The Daily Yomiuri ("GENDEN PLANS NEW REACTORS," 02/10/2000) reported that the Japan Atomic Power Company (Genden), which operates the Tsuruga nuclear power plant in Fukui Prefecture, has decided to request that the prefecture and municipal governments in late February approve the construction of two additional reactors. The report said that Genden decided to submit its request this month because it believes it will be able to proceed with construction now that operations at the station's Number 2 reactor, which were halted after a coolant leakage accident in July, will soon resume. The report said that although getting the approval for the construction will take about one and a half years, Genden's request is the first step toward constructing nuclear power plants since the criticality accident at Tokaimura on September 30, 1999. The report added that Genden plans to begin the construction of the two reactors northwest of reactors Number 1 and Number 2 in 2003 and that Genden expects to begin operating Number 3 in 2008 and Number 4 in 2009.

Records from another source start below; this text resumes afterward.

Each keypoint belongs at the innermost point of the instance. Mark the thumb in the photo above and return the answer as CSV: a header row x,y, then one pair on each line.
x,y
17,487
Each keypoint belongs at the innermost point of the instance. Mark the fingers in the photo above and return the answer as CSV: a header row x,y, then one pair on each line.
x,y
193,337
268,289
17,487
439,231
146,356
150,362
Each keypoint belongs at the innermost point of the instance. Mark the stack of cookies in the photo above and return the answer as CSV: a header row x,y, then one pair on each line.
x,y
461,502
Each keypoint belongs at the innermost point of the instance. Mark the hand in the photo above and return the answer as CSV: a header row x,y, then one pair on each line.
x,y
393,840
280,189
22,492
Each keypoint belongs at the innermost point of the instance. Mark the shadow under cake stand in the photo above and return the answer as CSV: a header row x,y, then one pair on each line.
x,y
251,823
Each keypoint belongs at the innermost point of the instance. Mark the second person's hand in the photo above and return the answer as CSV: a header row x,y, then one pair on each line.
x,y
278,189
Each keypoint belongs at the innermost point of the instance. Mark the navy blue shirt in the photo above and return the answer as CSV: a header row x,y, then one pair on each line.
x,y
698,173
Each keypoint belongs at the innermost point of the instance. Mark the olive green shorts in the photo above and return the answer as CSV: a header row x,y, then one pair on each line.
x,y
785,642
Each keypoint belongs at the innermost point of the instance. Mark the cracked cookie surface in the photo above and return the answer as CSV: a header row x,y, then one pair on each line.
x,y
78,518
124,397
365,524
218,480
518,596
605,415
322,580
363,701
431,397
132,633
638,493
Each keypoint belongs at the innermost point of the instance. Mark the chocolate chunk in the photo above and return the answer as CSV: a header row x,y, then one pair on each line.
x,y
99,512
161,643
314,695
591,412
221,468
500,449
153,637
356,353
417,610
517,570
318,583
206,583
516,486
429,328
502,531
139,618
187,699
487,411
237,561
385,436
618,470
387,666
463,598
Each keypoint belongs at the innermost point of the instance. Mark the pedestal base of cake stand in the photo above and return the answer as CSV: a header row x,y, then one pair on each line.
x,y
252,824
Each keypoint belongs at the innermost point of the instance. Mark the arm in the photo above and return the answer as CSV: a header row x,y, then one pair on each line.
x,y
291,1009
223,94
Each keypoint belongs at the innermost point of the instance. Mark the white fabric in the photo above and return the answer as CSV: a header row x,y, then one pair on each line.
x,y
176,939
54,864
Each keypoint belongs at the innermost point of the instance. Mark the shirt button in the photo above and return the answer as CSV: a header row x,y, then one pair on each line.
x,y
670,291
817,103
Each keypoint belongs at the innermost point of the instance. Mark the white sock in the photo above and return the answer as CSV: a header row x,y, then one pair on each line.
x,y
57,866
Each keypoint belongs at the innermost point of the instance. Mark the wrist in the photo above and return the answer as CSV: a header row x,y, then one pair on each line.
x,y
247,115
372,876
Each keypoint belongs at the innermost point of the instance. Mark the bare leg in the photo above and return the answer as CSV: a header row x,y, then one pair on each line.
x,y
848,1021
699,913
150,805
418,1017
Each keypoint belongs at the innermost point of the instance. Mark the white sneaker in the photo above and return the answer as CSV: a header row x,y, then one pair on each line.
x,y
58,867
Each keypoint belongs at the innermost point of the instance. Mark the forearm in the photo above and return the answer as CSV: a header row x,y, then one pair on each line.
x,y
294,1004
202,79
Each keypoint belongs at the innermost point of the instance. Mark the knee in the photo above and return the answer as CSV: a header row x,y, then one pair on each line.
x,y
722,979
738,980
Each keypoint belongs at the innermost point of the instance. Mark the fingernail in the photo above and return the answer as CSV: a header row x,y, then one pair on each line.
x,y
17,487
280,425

next itemprev. itemcontentscontacts

4. Japanese Anti-Hacker Measure

The Daily Yomiuri (Ryuichi Otsuka, "PLOTTING EFFECTIVE STRATEGY IN FIGHT AGAINST HACKERS," Washington, 02/10/2000) reported that little progress is being made in Japan's probe into a series of computer hacks against a number of Japan's ministry and agency website home pages. The report said that this is because the hackers' methods are becoming increasingly sophisticated. These methods include intruding into systems via other countries and using other people's identification codes. The report said that unlike the US, where many suspects of serious hacking crimes have been arrested, the Japanese government lacked a sense of urgency in dealing with the recent string of illegal hacks. The report said that there were only a few cases in which investigators have been able to identify the perpetrators solely by conducting high-tech investigations of electronic evidence.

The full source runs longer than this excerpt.